As part of the continuing work on Open Correspondence, I managed to install Xapian to act as a full text search engine. I’ve been looking to do this for a while and had started on working on a remote back end (as blogged here) but decided not to use it as it appears to have a lack of security if being used on different machines across the web. I suppose you could place it behind web service and expose it that way if you want to create a secure remote back end.

The search  is rather basic, a simple form to enter a phrase or words, and the results show the text and the letter url. On the list of things to do is to create an advanced form to allow the user to filter the results down further by date or to find relevance in the text.
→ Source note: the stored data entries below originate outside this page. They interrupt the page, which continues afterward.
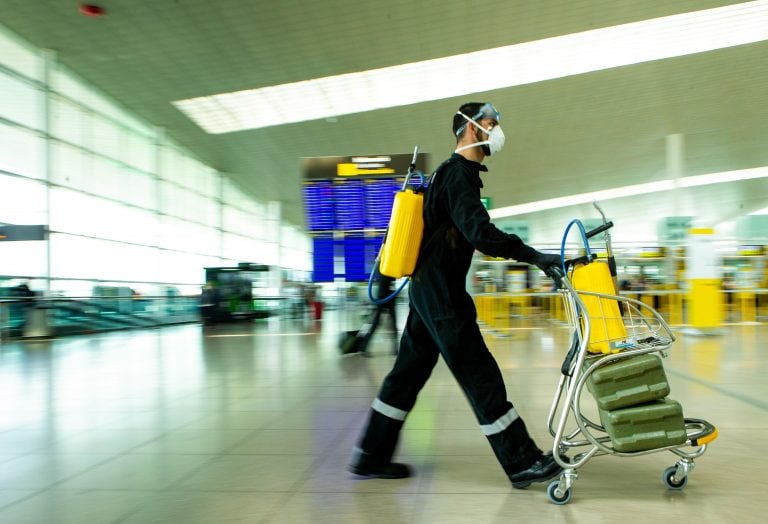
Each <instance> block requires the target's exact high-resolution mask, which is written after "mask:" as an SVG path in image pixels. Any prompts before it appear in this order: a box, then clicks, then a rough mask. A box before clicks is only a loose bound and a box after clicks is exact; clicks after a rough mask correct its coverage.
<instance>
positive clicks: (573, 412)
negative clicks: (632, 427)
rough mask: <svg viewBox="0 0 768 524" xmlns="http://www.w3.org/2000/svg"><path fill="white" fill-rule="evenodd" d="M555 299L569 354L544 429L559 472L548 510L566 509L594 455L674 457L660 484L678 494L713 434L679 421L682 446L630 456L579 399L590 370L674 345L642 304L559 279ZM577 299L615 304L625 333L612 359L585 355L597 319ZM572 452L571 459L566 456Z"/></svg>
mask: <svg viewBox="0 0 768 524" xmlns="http://www.w3.org/2000/svg"><path fill="white" fill-rule="evenodd" d="M561 293H562V296H563V300H564V303H565V312H566V317H567V320H568V324H569V326H570V327H571V328H572V330H573V338H572V345H571V349H570V351H569V352H568V355H567V356H566V358H565V361H564V362H563V366H562V369H561V372H562V373H561V376H560V380H559V383H558V386H557V390H556V393H555V397H554V400H553V402H552V407H551V408H550V411H549V416H548V419H547V424H548V427H549V431H550V433H551V435H552V436H553V437H554V442H553V446H552V452H553V454H554V457H555V460H556V461H557V462H558V464H560V466H561V467H562V468H563V472H562V473H561V475H560V477H559V478H558V479H555V480H553V481H552V482H551V483H550V484H549V486H548V489H547V496H548V498H549V500H550V502H552V503H554V504H567V503H568V502H569V501H570V500H571V495H572V487H573V484H574V482H575V480H576V479H577V478H578V470H579V468H581V467H582V466H583V465H584V464H586V463H587V461H589V460H590V459H591V458H593V457H597V456H600V455H616V456H622V457H630V456H638V455H647V454H650V453H657V452H661V451H670V452H672V453H673V454H675V455H677V456H678V457H679V460H678V461H677V462H676V464H675V465H673V466H670V467H668V468H667V469H665V470H664V472H663V475H662V481H663V482H664V484H665V485H666V486H667V487H668V488H669V489H673V490H680V489H683V488H684V487H685V485H686V483H687V481H688V475H689V473H690V472H691V471H692V470H693V468H694V459H696V458H698V457H700V456H701V455H703V454H704V452H705V451H706V449H707V443H708V442H711V441H712V440H714V439H715V438H716V437H717V429H716V428H715V427H714V426H713V425H711V424H710V423H708V422H706V421H704V420H699V419H689V418H686V419H685V429H686V434H687V440H686V441H685V443H683V444H679V445H674V446H666V447H661V448H655V449H649V450H644V451H635V452H621V451H617V450H616V449H614V447H613V446H612V444H611V438H610V436H608V435H607V433H606V430H605V428H604V427H603V426H602V425H601V424H600V423H598V422H595V421H593V420H591V419H590V418H589V417H588V416H587V415H586V414H585V413H584V412H583V411H582V408H581V397H582V393H583V392H584V387H585V385H586V384H587V380H588V379H589V377H590V376H591V375H592V374H593V373H594V372H595V370H596V369H598V368H600V367H601V366H604V365H606V364H609V363H611V362H615V361H617V360H619V359H624V358H627V357H631V356H635V355H642V354H646V353H658V354H660V356H666V351H667V350H668V349H669V348H670V346H671V345H672V343H673V342H674V340H675V336H674V334H673V333H672V330H671V329H670V327H669V325H667V323H666V322H665V321H664V319H663V318H662V317H661V315H659V313H658V312H656V311H655V310H654V309H653V308H651V307H650V306H648V305H647V304H645V303H643V302H640V301H638V300H634V299H631V298H627V297H622V296H617V295H607V294H602V293H594V292H589V291H581V290H579V291H577V290H576V289H574V287H573V285H572V283H571V281H570V280H569V279H568V277H567V276H566V277H563V278H562V286H561ZM583 296H593V297H596V298H597V299H599V300H600V299H603V300H615V301H617V302H618V303H619V306H620V308H621V309H623V314H622V318H621V321H623V323H624V326H625V328H626V337H622V339H621V340H614V341H612V344H613V345H612V347H615V348H616V349H615V351H616V352H614V353H598V354H594V353H590V352H589V342H590V333H591V331H592V327H593V326H592V324H593V322H594V321H601V320H602V321H605V318H603V319H597V318H596V319H593V318H590V314H588V313H587V308H586V306H585V304H584V302H583V301H582V297H583ZM569 452H570V453H573V452H575V454H572V456H570V457H569V456H568V454H569Z"/></svg>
From what I can see there are things that I can do on top of the simple search to achieve this. It would be useful to be able to cut the selection down by date which could be parsed from the text and anything not in it is discarded. Perhaps making the searches less naive and trying to discover relevance in the results. Perhaps there is somebody called Nickleby in the letters who is not part of the novel, ‘Nicholas Nickleby’.

Simply put there is a fair amount of data munging that needs to go on next. That’s fine.

The next step that I’m working on is the use of OFS to run some of the endpoints and XML streams that are used for internal purposes, such as locations or the RDF endpoint. I’m hoping to use it to bring through the Linked Data into the letters themselves. I’m looking at using these mainly for performance reasons. Along with a hack on the places that I’m hoping to do next week, the man body of Open Correspondence will be done.

Next up is better data munging and information extraction, such as rewriting the parser and adding more letters into the database. Essentially I’d like to provide better data in accessible formats for the letters and to perhaps offer some tools to kickstart development.

I’m going to the Research Databases in the Humanities workshop to see what else we can do with the data and the site.